The vision of a happy marriage between automation and labor relies on the abolition of the primacy of wage labor. Indeed, one could say that the two go hand in hand. For if wage labor is still the prime way for people to achieve sustenance, then automation, which decreases the demand for labor, can do nothing but hurt labor. But the primacy of wage labor is a pillar of capitalism.

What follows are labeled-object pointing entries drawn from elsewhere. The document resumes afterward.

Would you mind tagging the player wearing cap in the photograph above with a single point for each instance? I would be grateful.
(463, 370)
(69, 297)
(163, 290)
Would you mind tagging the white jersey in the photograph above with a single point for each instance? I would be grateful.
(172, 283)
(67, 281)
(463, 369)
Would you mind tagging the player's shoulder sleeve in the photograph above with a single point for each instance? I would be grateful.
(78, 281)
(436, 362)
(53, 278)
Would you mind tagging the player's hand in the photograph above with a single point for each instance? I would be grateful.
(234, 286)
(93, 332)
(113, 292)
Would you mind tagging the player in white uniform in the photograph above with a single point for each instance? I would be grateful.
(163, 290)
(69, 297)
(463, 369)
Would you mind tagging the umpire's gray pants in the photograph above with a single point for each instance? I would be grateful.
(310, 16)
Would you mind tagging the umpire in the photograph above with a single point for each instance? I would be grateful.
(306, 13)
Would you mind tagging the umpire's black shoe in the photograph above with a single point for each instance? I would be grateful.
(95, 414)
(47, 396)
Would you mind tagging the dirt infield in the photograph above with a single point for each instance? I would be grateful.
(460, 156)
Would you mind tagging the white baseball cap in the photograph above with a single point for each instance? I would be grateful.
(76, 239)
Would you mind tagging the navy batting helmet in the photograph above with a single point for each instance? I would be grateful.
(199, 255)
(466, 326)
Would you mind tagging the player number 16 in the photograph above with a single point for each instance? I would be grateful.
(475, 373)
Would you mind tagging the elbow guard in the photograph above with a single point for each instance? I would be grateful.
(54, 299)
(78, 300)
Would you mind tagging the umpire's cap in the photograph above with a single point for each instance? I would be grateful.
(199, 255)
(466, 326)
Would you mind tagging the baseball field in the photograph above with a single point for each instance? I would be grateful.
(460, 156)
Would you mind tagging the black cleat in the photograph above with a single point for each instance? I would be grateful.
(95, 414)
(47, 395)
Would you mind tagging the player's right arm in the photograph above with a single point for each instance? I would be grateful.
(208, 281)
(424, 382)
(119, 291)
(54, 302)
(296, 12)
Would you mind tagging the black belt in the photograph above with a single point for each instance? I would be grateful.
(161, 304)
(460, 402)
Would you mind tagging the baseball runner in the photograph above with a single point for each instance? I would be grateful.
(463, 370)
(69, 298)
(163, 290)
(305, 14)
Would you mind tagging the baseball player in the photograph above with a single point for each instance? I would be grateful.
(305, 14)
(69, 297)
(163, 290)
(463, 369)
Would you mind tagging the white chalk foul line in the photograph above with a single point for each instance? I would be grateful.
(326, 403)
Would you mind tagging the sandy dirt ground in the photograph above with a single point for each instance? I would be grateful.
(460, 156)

The killing of this vision was a part of the neoliberal counter-revolution. The social-democratic welfare-state had produced a problem for capital accumulation in the 1970s. Not only that, but in the wake of the aborted revolutions of 1968, even the established Left and liberals were moving leftwards: take, for example, the Löntagarfonderna, or Worker’s Fund, a proposal in the Swedish Trade Union Confederation (LO) council to slowly buy out the owners of corporations by creating a rule in which new stock shares were distributed to workers. As a response, capital sought to destroy barriers to capital accumulation and to accumulate more capital through dispossession–things that, if done in earlier times, would be considered primitive accumulation. As a part of this process, attempts to reduce the primacy of wage labor were destroyed. Again, take the myth of the “welfare queen”, which would eventually contribute to PRWORA, the 1996 act which “destroyed welfare as we know it”. In order to legitimate this rightward turn, it was necessary to assert, in the words of Margaret Thatcher, that “there is no alternative”. This would be impossible to accomplish without the consent of the “left” parties, and indeed, by the late 1980s, this was accomplished.

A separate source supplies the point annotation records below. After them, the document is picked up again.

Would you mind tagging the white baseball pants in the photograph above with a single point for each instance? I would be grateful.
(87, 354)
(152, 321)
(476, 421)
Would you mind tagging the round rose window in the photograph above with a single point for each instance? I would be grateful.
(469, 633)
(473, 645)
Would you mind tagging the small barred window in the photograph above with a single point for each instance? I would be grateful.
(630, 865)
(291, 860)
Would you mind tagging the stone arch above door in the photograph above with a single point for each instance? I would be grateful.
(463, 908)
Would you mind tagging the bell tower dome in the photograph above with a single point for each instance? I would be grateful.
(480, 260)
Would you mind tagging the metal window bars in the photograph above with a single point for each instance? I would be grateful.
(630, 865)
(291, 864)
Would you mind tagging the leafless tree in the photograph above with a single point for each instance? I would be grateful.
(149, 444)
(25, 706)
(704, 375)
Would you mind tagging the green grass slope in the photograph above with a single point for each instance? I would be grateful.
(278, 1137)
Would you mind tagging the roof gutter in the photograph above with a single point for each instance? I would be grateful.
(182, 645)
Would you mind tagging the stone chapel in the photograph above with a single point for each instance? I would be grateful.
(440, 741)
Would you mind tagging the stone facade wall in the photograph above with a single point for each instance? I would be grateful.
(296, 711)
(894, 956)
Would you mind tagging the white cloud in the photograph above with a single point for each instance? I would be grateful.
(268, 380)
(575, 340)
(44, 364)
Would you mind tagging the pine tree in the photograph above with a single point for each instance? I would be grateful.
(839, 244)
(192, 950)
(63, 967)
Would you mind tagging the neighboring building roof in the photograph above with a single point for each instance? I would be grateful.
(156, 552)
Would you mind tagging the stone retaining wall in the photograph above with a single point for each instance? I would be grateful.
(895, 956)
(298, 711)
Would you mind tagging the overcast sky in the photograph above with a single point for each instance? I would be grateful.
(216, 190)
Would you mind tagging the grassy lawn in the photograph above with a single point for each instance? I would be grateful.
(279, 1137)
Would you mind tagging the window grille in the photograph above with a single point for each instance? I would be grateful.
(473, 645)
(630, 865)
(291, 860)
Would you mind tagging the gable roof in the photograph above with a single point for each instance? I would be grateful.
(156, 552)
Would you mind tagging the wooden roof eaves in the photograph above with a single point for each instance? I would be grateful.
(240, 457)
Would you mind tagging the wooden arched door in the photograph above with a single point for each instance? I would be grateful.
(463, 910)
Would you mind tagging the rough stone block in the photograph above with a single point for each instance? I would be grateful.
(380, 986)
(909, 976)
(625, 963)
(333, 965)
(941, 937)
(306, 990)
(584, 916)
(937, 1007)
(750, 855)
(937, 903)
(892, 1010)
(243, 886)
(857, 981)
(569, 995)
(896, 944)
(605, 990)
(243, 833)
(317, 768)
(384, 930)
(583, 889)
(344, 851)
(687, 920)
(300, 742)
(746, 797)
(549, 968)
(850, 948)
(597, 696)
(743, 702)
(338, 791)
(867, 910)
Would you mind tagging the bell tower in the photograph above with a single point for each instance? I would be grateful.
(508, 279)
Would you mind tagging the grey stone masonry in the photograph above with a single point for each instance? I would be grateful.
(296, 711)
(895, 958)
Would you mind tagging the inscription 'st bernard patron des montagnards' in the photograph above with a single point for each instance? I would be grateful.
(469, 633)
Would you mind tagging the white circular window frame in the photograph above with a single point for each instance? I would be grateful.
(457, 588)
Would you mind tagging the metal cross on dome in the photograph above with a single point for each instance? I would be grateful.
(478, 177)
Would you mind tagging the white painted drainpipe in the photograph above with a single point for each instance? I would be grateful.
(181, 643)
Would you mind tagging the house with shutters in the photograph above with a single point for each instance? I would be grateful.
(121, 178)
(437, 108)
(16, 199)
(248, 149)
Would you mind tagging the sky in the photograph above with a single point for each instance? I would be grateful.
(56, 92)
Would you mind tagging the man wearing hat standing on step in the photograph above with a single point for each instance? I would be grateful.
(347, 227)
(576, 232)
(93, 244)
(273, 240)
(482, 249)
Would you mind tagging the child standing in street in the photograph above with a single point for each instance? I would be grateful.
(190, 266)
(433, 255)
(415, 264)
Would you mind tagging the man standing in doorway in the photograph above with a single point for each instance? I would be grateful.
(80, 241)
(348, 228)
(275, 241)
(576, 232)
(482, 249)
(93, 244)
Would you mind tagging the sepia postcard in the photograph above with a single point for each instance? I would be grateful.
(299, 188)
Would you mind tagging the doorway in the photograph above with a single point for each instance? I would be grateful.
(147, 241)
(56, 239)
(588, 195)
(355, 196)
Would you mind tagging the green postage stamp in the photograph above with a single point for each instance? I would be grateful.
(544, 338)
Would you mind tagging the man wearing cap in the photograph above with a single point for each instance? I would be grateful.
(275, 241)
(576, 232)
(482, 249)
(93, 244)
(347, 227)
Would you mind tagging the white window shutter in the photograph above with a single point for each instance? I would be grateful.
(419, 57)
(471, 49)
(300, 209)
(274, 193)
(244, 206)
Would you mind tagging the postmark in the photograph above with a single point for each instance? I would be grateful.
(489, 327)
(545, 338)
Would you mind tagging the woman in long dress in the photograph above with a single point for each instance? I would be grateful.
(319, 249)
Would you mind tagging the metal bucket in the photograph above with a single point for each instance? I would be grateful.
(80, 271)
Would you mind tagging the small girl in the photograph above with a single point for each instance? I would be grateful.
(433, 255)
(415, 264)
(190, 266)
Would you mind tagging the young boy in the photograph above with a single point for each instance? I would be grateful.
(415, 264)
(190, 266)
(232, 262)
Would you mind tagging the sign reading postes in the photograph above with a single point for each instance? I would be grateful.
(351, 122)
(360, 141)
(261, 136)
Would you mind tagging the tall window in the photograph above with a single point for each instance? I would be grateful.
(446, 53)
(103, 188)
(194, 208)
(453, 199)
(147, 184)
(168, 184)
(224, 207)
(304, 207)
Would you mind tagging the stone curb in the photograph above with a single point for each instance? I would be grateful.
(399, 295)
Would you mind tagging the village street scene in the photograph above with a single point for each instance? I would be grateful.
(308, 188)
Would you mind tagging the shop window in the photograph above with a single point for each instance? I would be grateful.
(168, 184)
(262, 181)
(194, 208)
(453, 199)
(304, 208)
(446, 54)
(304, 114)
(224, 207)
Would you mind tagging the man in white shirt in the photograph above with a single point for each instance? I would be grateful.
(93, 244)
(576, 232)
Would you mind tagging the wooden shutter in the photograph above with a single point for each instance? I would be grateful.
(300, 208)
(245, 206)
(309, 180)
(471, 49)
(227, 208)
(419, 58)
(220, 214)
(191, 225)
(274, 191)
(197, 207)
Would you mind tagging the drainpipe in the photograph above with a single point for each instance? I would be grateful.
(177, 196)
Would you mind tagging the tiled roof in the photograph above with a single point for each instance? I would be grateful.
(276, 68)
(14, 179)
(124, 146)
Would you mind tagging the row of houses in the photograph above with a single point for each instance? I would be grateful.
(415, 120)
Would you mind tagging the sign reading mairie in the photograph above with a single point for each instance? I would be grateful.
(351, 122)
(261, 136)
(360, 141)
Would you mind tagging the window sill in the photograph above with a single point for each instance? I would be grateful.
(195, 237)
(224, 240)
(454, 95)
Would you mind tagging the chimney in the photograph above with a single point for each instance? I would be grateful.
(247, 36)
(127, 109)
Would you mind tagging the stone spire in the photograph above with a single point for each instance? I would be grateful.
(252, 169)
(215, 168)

Of course, it wasn’t quite accurate that all alternatives were extinguished. Chauvinist liberalism (what’s often called “conservatism” or “social conservatism”), the egg from which fascism would hatch, was kept alive, and indeed, often promoted. This was for two reasons. The first reason is that chauvinism provided an easy scapegoat for the problems capital causes. It’s all too easy to blame the loss of prosperity in the Rust Belt on migrants and not on the structures of capitalism as a whole. The second reason is that chauvinism provided an effective contrast for neoliberal cosmopolitanism. Whenever an election was held, the liberals had effectively held the vulnerable elements of their coalition at gunpoint: what can you do other than submit? Will you support the chauvinists? This contrast gave the appearance of choice, masking the fundamental lack of choice in the system. We aren’t allowed to choose anything except the neoliberal cosmopolitan agenda, which is framed as a positive choice against chauvinism as opposed to the coercion that it really is.

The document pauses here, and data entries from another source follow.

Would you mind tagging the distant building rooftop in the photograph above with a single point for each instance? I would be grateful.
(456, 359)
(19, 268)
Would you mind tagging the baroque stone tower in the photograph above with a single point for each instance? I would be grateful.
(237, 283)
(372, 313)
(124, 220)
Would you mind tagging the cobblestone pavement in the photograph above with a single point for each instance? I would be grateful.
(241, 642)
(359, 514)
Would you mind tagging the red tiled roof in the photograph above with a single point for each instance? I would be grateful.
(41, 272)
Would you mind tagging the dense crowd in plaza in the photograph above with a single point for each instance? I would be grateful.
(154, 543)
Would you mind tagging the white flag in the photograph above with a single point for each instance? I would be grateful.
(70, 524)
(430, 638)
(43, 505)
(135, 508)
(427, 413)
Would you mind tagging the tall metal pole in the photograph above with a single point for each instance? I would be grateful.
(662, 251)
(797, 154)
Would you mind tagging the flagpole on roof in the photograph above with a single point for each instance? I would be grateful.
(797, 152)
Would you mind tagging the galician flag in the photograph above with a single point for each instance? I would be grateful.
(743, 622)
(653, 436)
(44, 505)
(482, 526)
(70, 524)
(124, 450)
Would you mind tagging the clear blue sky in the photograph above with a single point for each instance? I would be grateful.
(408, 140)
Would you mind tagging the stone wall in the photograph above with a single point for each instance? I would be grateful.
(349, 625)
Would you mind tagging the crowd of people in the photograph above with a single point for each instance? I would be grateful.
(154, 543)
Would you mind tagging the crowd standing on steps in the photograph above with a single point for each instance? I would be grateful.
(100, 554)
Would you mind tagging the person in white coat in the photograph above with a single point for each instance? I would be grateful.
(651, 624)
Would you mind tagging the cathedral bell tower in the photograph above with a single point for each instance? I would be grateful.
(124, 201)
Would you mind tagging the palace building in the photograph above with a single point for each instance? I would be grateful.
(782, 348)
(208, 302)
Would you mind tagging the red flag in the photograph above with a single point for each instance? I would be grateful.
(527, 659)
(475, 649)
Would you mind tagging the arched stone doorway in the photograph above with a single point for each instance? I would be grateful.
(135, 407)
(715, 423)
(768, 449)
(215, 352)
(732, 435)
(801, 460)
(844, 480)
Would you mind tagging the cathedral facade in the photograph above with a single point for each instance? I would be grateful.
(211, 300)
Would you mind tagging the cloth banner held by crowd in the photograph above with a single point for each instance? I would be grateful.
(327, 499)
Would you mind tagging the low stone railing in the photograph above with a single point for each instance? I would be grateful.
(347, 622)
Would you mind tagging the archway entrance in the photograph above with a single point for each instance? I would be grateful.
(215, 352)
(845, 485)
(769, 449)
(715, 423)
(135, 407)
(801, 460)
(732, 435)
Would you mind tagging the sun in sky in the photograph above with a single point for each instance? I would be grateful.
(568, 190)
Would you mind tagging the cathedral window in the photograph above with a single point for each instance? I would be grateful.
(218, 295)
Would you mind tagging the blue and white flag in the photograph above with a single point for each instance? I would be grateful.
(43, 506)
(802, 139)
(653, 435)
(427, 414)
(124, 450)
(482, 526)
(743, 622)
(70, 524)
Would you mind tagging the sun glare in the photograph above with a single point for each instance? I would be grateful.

We’ve seen how this story ends: eventually, people are so disgusted by their disenfranchisement that they refuse to vote. Chauvinism appeals to others who are willing to scapegoat minorities when the alternative is a narrative of inevitable decline caused by technology and the economy. We must thus refuse liberalism, and its constriction of the political imagination. But this will not be easy. Despite their recent defeat, the liberals are regrouping and once again firing left, working to extinguish the political formations outside of the center and Right, and working to extinguish the political imagination outside of liberalism. In order to eventually move further, we must not cede any more ground to them, and thus must refuse to be led under their banner.
A better world awaits, but only if we allow ourselves to imagine it, and have the courage to fight for it.